Toutes les critiques de Encanto, la fantastique famille Madrigal

Les critiques de Première

  1. Première
    par Pierre Lunn

    Quand le château de Disney est apparu, on a été pris d’une légère appréhension… Ca faisait un petit moment que la magie de l’oncle Walt ne fonctionnait plus tout à fait correctement. Raya, dernier animé sorti du studio, était visuellement impressionnant, mais n’avait pas réussi à dessiner une histoire à la hauteur de ses visions épiques et world. Et ce n’est pas le trailer d’Encanto qui nous avait rassuré : la musique colombienne ne faisait pas rêver et les personnages n’avaient pas grand chose à vendre…

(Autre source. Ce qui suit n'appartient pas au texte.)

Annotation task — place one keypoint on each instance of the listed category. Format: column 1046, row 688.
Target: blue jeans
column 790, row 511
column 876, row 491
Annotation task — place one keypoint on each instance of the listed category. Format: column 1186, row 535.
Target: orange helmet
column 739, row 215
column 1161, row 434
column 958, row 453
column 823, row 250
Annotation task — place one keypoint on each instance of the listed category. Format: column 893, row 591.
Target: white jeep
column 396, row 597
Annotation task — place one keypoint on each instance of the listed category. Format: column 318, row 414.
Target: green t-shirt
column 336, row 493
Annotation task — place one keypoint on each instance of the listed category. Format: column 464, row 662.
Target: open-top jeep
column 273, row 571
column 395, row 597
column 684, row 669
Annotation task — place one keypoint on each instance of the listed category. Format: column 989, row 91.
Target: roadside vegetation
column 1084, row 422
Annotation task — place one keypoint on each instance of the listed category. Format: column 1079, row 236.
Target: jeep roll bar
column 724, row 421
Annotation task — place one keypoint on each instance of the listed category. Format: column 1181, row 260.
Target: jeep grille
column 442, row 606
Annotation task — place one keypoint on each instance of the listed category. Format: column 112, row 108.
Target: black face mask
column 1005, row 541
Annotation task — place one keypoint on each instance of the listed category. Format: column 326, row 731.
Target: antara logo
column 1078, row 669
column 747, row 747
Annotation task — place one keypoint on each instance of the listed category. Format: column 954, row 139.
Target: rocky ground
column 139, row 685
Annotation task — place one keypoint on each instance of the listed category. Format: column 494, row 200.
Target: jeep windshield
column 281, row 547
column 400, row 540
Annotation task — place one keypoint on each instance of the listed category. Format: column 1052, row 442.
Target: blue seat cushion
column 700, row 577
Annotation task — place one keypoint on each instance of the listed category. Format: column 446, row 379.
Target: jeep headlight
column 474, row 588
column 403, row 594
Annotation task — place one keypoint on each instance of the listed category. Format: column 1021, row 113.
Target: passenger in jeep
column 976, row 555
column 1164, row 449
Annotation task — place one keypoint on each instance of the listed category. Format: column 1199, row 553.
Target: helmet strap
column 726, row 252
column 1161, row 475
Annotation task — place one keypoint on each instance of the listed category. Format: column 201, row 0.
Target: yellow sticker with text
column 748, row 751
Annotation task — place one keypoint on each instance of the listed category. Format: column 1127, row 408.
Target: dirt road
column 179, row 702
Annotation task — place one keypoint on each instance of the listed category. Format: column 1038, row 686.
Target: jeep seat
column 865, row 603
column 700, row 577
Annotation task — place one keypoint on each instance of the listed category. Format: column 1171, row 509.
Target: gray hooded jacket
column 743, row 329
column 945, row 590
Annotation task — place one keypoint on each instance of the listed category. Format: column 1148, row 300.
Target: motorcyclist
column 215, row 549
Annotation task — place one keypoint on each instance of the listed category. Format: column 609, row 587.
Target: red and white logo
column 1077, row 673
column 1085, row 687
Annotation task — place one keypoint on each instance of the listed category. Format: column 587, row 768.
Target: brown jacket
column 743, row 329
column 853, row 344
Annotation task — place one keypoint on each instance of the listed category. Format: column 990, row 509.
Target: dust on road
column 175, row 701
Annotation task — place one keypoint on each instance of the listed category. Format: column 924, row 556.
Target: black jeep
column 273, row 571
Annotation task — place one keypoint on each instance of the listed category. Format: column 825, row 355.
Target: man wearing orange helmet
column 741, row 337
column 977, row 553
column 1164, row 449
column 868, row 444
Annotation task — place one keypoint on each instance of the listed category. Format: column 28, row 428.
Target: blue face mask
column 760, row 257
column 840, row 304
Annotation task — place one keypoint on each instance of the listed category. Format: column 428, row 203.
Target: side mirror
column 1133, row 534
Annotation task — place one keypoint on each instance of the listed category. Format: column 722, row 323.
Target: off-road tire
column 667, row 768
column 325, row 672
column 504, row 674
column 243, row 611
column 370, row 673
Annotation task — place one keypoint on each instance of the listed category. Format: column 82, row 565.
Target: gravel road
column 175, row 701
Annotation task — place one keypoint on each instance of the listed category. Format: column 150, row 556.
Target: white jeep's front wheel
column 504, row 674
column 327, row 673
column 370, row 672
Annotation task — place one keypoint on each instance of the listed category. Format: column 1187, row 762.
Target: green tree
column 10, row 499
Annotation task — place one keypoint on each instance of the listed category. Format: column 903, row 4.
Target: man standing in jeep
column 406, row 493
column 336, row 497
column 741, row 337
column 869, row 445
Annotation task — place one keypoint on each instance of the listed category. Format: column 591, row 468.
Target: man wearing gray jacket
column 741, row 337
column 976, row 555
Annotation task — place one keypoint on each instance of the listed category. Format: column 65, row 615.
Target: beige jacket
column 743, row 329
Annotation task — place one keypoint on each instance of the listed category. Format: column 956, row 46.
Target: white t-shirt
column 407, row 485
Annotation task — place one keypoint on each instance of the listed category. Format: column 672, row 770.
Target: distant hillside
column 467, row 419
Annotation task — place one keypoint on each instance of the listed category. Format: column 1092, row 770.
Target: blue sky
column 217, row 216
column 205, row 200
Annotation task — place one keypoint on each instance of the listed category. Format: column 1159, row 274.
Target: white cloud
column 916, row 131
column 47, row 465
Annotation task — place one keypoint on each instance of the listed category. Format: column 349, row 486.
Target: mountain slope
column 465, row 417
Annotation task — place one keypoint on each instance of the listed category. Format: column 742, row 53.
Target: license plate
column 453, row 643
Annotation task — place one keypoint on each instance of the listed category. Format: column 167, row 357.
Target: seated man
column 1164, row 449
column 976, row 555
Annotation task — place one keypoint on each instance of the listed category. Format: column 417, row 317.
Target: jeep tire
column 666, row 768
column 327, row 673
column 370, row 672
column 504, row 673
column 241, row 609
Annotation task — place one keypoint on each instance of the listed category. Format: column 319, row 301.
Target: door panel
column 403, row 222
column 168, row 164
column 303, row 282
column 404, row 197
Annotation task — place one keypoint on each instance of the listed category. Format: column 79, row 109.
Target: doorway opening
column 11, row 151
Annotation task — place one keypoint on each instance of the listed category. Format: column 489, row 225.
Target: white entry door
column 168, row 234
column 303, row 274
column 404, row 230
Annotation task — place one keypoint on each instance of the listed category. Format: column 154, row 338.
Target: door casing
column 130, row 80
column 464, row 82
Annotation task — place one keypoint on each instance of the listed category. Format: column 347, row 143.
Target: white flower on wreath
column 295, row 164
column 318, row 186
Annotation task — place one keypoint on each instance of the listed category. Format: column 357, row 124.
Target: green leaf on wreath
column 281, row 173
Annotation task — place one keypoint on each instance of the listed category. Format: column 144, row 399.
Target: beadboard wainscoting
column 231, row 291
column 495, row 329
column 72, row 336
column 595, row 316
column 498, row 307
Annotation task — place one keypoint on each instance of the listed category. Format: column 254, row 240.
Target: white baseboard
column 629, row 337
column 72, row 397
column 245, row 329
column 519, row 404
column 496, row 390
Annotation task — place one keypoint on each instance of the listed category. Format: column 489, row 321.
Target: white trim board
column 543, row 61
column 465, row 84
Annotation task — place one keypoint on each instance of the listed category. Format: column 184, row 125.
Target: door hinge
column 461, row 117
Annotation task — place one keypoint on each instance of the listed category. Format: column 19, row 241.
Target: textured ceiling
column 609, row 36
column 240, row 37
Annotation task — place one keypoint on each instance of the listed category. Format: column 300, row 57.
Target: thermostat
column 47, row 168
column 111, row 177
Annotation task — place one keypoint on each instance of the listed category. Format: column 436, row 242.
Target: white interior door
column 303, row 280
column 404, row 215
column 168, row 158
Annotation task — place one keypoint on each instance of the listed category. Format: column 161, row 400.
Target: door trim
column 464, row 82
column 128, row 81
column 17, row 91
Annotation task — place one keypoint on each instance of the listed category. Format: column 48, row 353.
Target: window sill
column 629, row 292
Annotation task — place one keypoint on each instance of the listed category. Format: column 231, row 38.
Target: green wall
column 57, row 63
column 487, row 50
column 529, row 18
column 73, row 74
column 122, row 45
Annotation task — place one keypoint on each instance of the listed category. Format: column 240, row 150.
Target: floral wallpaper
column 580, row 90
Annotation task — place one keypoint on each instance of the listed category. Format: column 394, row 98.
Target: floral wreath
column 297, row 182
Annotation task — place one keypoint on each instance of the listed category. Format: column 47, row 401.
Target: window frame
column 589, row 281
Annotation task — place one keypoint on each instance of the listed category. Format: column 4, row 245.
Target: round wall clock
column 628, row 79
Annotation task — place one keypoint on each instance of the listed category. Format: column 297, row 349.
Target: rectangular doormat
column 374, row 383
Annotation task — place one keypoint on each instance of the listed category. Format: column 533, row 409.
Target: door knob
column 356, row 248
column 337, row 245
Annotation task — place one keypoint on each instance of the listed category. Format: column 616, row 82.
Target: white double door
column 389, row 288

    Le numéro d’ouverture (présentation roborative et endiablée de la famille Madrigal) emporte tout. Les doutes et les réticences. De fait, Encanto est signé par les deux réalisateurs de Zootopie, Jared Bush and Byron Howard — accompagnés par la co-réalisatrice Charise Castro Smith. Et on retrouve intact leur humour, leur sens inné de l’infiniment grand et de l’infiniment petit, ainsi que le soin maniaque qu’ils apportent à la caractérisation des personnages. Encore mieux : la musique (on parle d’une vraie comédie musicale) a été confiée à Lin-Manuel Miranda qui signe une partition subtile, pleine de couleur, d’énergie, de rythmes sud-américains et de clins d’œil parfaits à la pop la plus ravageuse. Bref. Humour, mélodie et aventure : la vie éclabousse la Cacita.

    C’est là que se déroule l’intrigue du film. Une énorme maison magique (qui fait lointainement penser au manoir des X-Men) où vit l’étrange famille Madrigal. Etrange parce que tous ses membres ont un superpouvoir. Luisa est super forte et peut porter une maison avec une seule main ; Isabela, sa sœur, est belle et embellit tout ce qu’elle touche. Pepa, leur tante, contrôle la météo ; Julieta leur mère guérit toutes les maladies avec des mets apétissants. Et puis il y a Mirabel. Mais Mirabel… n’a aucun pouvoir. Et c’est cette absence de pouvoir qui va lancer le film. C’est ce « manque » qui l’oblige à partir à « l’aventure ». Mais à la différence des récents Disney (Vaiana, Raya ou même La Reine des neiges 2…), Mirabel ne va pas partir à l’autre bout du monde pour apprendre à se connaître ; elle va plonger au cœur de la maison, explorer ses recoins les plus sombres, ses arpents et ses couloirs oubliés, ses chambres abandonnées… L’objectif ? Découvrir quel rôle elle joue dans l’histoire des Madrigal, retrouver la trace de son oncle Bruno, mystérieusement disparu, et comprendre pourquoi tout à coup, elle se met à voir des fissures apparaître sur les murs de la Cacita. On suit donc Mirabel, qui nous embarque dans son bric à brac de souvenirs, d’âmes errantes et de pouvoirs bienveillants ; elle traverse un univers au réalisme magique somptueux pour mieux s'échapper et se (re)trouver.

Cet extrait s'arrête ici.